Thanks, but it doesn't seem like a good bet that MS will let that stand indefinitely, and a Win8.1 install with that sort of trouble would be even more obnoxious than 10.
The way I understood your initial post the main objective was--
" The point is, getting the Windows install to under absolutely no circumstances interfere with the Linux install's operation"
Doing a dummy run on a spare drive could test that option...............

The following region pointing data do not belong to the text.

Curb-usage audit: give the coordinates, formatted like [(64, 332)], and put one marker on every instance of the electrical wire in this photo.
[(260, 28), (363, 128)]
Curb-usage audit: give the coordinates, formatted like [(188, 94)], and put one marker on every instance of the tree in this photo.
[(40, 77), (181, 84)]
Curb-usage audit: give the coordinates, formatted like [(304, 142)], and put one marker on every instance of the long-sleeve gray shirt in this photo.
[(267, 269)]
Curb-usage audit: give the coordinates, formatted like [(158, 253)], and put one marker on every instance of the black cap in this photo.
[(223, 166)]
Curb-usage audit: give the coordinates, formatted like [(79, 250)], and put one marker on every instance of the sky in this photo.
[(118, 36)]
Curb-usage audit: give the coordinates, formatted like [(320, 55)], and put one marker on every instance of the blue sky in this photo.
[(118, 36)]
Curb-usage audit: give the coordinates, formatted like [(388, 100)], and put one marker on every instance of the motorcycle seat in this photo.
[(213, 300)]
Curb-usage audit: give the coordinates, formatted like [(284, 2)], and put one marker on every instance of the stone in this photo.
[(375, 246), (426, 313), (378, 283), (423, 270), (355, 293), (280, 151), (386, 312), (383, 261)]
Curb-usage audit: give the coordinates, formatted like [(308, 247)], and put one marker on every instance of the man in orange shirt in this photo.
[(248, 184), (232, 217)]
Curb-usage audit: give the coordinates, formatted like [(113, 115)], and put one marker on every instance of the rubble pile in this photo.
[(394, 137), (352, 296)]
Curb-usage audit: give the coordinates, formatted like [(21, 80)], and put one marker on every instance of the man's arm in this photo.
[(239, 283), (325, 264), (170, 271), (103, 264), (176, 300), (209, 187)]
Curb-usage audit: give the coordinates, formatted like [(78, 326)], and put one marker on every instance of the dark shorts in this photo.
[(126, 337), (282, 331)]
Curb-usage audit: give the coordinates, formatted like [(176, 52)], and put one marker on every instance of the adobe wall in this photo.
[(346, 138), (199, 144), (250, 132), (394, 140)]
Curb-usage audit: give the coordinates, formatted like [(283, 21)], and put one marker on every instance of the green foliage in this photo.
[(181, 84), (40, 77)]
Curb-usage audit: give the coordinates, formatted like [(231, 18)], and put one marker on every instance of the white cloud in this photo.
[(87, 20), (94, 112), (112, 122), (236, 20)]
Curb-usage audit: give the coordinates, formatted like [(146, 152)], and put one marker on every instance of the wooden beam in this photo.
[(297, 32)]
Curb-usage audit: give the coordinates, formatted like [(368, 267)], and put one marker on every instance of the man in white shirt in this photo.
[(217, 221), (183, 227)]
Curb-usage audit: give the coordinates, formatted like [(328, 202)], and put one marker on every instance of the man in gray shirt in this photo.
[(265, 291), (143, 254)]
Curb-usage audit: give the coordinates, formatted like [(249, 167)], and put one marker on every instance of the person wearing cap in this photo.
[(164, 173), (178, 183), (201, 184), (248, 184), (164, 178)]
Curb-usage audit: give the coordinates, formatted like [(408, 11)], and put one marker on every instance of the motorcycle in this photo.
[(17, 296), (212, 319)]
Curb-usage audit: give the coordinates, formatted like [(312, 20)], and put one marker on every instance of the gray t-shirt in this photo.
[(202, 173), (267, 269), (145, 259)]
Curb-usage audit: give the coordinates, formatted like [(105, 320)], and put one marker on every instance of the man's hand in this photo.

Only if I install Linux before Windows, though, if I'm understanding you correctly (and doing it in that order with only one drive is a mess for more reasons than the rest of this). For install-time interference, worst-case is the main drive can't be in the system while Windows is being installed, but that's not a huge problem. Post-install interference would mainly be about bootloaders, and only applies if the two OSes have to share a drive. I don't use a bootloader - my mobo firmware knows where to find the Linux kernel. GRUB jumped the shark at some point, and either dealing with that or having to F11 to UEFI to pick boot target is the first hurdle. The bigger problem is that the two OSes would have to share an EFI partition (currently /boot) on an ongoing basis, and I don't trust Windows to not wreck something in there.
Windows will only install on an external USB device if the device is Windows to Go compliant. Even if the device is Windows to Go compliant, you still need Windows 10 Enterprise for this to work, other editions don't support it. Otherwise, you'll have to install it on an internal devicehttps://docs.microsoft.com/en-us/window ... o-overview
Fairly sure I've installed it on external hard drives before without any of that.
Thanks, both of you, that's one of the points I'm most curious about. Considering other stuff with activation, I don't think they should have any reason to lock down this particular case (using normal Windows as WtG would still fail due to hardware differences), but it's tough to tell with Microsoft.